This is the locus of my problems with the way that Favors have been implemented, both from a mechanical and from a roleplaying perspective. Favors are extremely profitable if used in conflict cards, but only if you have seven. They can be used to boost renown, but work most efficiently (or, at high levels, exclusively) if you have seven. This creates weird hand-bloat issues. If all conflicts are undiscardable, then getting five of one type of favor can wreak your hand size.
Tomb Colonists are one example. Going Gentle is now a Very Infrequent card. If you get seven favors, and want to cash them in, you may be waiting for a while (with Bandages and Dust filling your hand). If you get Going Gentle at five favors, you may be waiting for a while (with Going Gentle filling your hand). If you are building up Rubbery favors then that’s another set of cards filling your hand.
Each change to Favors lately has just exacerbated a basic and foreseeable mechanical mess.

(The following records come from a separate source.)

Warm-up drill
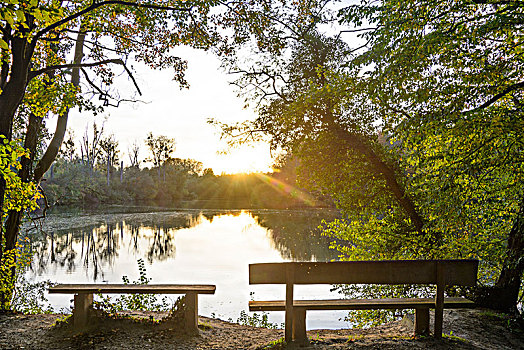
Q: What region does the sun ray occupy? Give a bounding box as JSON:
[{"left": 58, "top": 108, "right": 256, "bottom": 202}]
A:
[{"left": 255, "top": 173, "right": 317, "bottom": 207}]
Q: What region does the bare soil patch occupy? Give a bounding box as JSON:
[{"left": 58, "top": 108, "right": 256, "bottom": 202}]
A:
[{"left": 0, "top": 310, "right": 524, "bottom": 350}]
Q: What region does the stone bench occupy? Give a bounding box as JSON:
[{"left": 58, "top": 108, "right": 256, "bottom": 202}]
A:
[
  {"left": 49, "top": 284, "right": 216, "bottom": 333},
  {"left": 249, "top": 260, "right": 478, "bottom": 343}
]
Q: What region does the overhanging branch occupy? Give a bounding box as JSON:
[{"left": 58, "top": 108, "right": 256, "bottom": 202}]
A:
[{"left": 28, "top": 58, "right": 142, "bottom": 95}]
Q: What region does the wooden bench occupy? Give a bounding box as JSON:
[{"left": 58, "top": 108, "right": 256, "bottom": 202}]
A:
[
  {"left": 249, "top": 260, "right": 478, "bottom": 343},
  {"left": 49, "top": 284, "right": 216, "bottom": 333}
]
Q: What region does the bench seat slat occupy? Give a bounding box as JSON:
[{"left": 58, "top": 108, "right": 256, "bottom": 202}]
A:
[
  {"left": 249, "top": 298, "right": 475, "bottom": 311},
  {"left": 49, "top": 284, "right": 216, "bottom": 294}
]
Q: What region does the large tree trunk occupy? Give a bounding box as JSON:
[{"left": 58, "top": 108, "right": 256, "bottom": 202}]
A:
[
  {"left": 5, "top": 113, "right": 42, "bottom": 250},
  {"left": 0, "top": 32, "right": 86, "bottom": 308},
  {"left": 476, "top": 197, "right": 524, "bottom": 313}
]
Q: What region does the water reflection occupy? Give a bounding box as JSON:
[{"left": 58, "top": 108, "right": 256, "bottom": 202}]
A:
[{"left": 23, "top": 210, "right": 337, "bottom": 281}]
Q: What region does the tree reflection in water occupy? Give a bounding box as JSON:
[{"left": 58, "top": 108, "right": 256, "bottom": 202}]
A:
[
  {"left": 23, "top": 210, "right": 337, "bottom": 281},
  {"left": 253, "top": 210, "right": 339, "bottom": 261}
]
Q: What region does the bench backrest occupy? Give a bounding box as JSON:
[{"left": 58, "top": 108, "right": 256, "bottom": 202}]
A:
[{"left": 249, "top": 260, "right": 478, "bottom": 286}]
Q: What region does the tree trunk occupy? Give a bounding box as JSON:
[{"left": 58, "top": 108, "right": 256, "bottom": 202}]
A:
[
  {"left": 33, "top": 31, "right": 86, "bottom": 183},
  {"left": 5, "top": 113, "right": 42, "bottom": 250},
  {"left": 475, "top": 197, "right": 524, "bottom": 313}
]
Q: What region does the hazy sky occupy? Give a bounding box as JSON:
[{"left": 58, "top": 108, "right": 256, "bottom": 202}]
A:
[{"left": 59, "top": 47, "right": 271, "bottom": 174}]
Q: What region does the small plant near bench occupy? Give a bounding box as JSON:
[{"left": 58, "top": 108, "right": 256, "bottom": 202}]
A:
[{"left": 93, "top": 259, "right": 171, "bottom": 315}]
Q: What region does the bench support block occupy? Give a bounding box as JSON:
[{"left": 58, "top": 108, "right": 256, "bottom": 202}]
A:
[
  {"left": 184, "top": 293, "right": 198, "bottom": 334},
  {"left": 415, "top": 308, "right": 429, "bottom": 335},
  {"left": 293, "top": 307, "right": 308, "bottom": 345},
  {"left": 73, "top": 293, "right": 93, "bottom": 328}
]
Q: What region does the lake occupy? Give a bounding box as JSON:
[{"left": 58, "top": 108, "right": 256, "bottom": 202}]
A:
[{"left": 25, "top": 208, "right": 349, "bottom": 329}]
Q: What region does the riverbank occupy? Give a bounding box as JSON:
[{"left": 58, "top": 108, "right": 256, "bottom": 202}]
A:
[{"left": 0, "top": 310, "right": 524, "bottom": 350}]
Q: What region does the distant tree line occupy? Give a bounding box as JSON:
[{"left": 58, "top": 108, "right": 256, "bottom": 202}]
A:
[{"left": 42, "top": 123, "right": 331, "bottom": 208}]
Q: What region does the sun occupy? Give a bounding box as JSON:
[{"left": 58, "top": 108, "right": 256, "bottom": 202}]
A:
[{"left": 209, "top": 144, "right": 273, "bottom": 175}]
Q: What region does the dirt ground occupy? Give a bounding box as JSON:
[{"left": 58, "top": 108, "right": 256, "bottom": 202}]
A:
[{"left": 0, "top": 310, "right": 524, "bottom": 350}]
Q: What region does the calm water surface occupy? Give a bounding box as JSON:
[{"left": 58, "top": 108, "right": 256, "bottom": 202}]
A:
[{"left": 26, "top": 210, "right": 348, "bottom": 329}]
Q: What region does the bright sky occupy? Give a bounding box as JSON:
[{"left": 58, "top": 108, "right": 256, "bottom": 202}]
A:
[{"left": 60, "top": 47, "right": 272, "bottom": 174}]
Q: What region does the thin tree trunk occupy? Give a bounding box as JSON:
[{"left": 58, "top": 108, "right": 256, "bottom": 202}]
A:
[{"left": 33, "top": 31, "right": 86, "bottom": 183}]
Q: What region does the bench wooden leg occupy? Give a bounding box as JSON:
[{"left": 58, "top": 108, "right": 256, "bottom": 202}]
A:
[
  {"left": 184, "top": 293, "right": 198, "bottom": 333},
  {"left": 293, "top": 307, "right": 308, "bottom": 345},
  {"left": 73, "top": 293, "right": 93, "bottom": 328},
  {"left": 415, "top": 308, "right": 429, "bottom": 335}
]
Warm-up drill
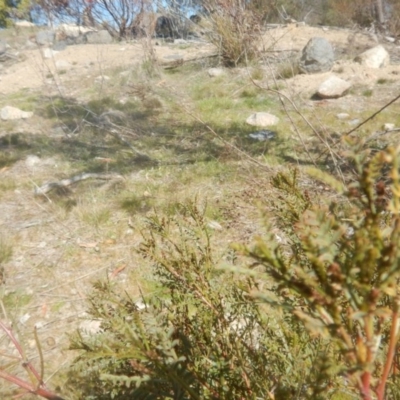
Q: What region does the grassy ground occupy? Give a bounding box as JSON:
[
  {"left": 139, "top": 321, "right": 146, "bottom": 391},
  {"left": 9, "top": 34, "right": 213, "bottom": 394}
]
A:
[{"left": 0, "top": 38, "right": 400, "bottom": 399}]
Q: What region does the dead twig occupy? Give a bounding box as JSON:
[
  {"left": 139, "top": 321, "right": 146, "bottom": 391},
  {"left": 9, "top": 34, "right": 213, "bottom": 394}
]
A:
[
  {"left": 0, "top": 321, "right": 64, "bottom": 400},
  {"left": 35, "top": 173, "right": 124, "bottom": 196}
]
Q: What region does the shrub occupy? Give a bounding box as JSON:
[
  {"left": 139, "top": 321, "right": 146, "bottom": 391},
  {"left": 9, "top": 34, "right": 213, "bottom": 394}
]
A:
[
  {"left": 203, "top": 0, "right": 262, "bottom": 67},
  {"left": 70, "top": 144, "right": 400, "bottom": 400},
  {"left": 70, "top": 204, "right": 331, "bottom": 399}
]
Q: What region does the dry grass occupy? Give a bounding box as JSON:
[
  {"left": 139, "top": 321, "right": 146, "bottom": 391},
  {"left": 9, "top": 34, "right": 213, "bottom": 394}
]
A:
[{"left": 0, "top": 25, "right": 398, "bottom": 398}]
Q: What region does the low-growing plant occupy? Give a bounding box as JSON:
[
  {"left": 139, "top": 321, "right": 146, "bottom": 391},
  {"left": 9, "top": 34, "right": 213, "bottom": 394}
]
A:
[
  {"left": 69, "top": 203, "right": 334, "bottom": 399},
  {"left": 241, "top": 148, "right": 400, "bottom": 400},
  {"left": 203, "top": 0, "right": 262, "bottom": 67}
]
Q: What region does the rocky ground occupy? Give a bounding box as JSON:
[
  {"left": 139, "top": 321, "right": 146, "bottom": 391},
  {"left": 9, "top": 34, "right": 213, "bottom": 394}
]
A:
[{"left": 0, "top": 24, "right": 400, "bottom": 400}]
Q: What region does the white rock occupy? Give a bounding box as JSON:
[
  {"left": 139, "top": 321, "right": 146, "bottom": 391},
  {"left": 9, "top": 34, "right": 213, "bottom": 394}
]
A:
[
  {"left": 246, "top": 112, "right": 279, "bottom": 127},
  {"left": 383, "top": 123, "right": 396, "bottom": 131},
  {"left": 385, "top": 36, "right": 396, "bottom": 43},
  {"left": 55, "top": 60, "right": 71, "bottom": 70},
  {"left": 0, "top": 106, "right": 33, "bottom": 121},
  {"left": 42, "top": 47, "right": 59, "bottom": 58},
  {"left": 57, "top": 24, "right": 93, "bottom": 38},
  {"left": 207, "top": 68, "right": 225, "bottom": 78},
  {"left": 95, "top": 75, "right": 111, "bottom": 83},
  {"left": 15, "top": 20, "right": 36, "bottom": 28},
  {"left": 354, "top": 45, "right": 390, "bottom": 68},
  {"left": 317, "top": 76, "right": 351, "bottom": 99},
  {"left": 79, "top": 320, "right": 101, "bottom": 335},
  {"left": 25, "top": 155, "right": 40, "bottom": 168}
]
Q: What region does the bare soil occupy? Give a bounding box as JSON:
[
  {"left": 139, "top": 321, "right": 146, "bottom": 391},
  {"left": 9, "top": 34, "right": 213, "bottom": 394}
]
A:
[{"left": 0, "top": 25, "right": 400, "bottom": 398}]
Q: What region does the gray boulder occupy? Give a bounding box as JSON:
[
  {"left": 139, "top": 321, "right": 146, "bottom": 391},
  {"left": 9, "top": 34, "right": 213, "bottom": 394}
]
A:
[
  {"left": 355, "top": 45, "right": 390, "bottom": 68},
  {"left": 36, "top": 31, "right": 56, "bottom": 46},
  {"left": 317, "top": 76, "right": 351, "bottom": 99},
  {"left": 299, "top": 37, "right": 335, "bottom": 74},
  {"left": 85, "top": 29, "right": 113, "bottom": 44}
]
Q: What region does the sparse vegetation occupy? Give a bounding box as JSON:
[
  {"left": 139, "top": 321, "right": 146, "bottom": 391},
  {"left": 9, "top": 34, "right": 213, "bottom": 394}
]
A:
[{"left": 0, "top": 0, "right": 400, "bottom": 400}]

This didn’t need to be a huge problem. Having conflict cards represent different levels of conflict could be one solution (as was done initially with Youthful High Spirits). Having Calling in Favors be (slightly) more profitable (as was done with Docks) could allow people more granular control of their conflicts and could make a big difference. Having favors be convertible on conflict cards would be be easy to implement and solve almost all of it. The current lack of granularity helps nothing.
The roleplaying/narrative side is almost as odd. A Familiar Face by the School Railings is going to be really strange as a high-level conflict. I always really liked the combination of warmth and calculation that the Widow exemplifies. The text when you favor the Urchins was always a sign to me of her proportional, measured response. Having her cut all ties seems OOC. The Kaleidoscopic Church will be another odd one from a perspective of proportional response.
A Contact in the Great Game will be one of the weirdest though. Why should France care whether I suborn a Prussian?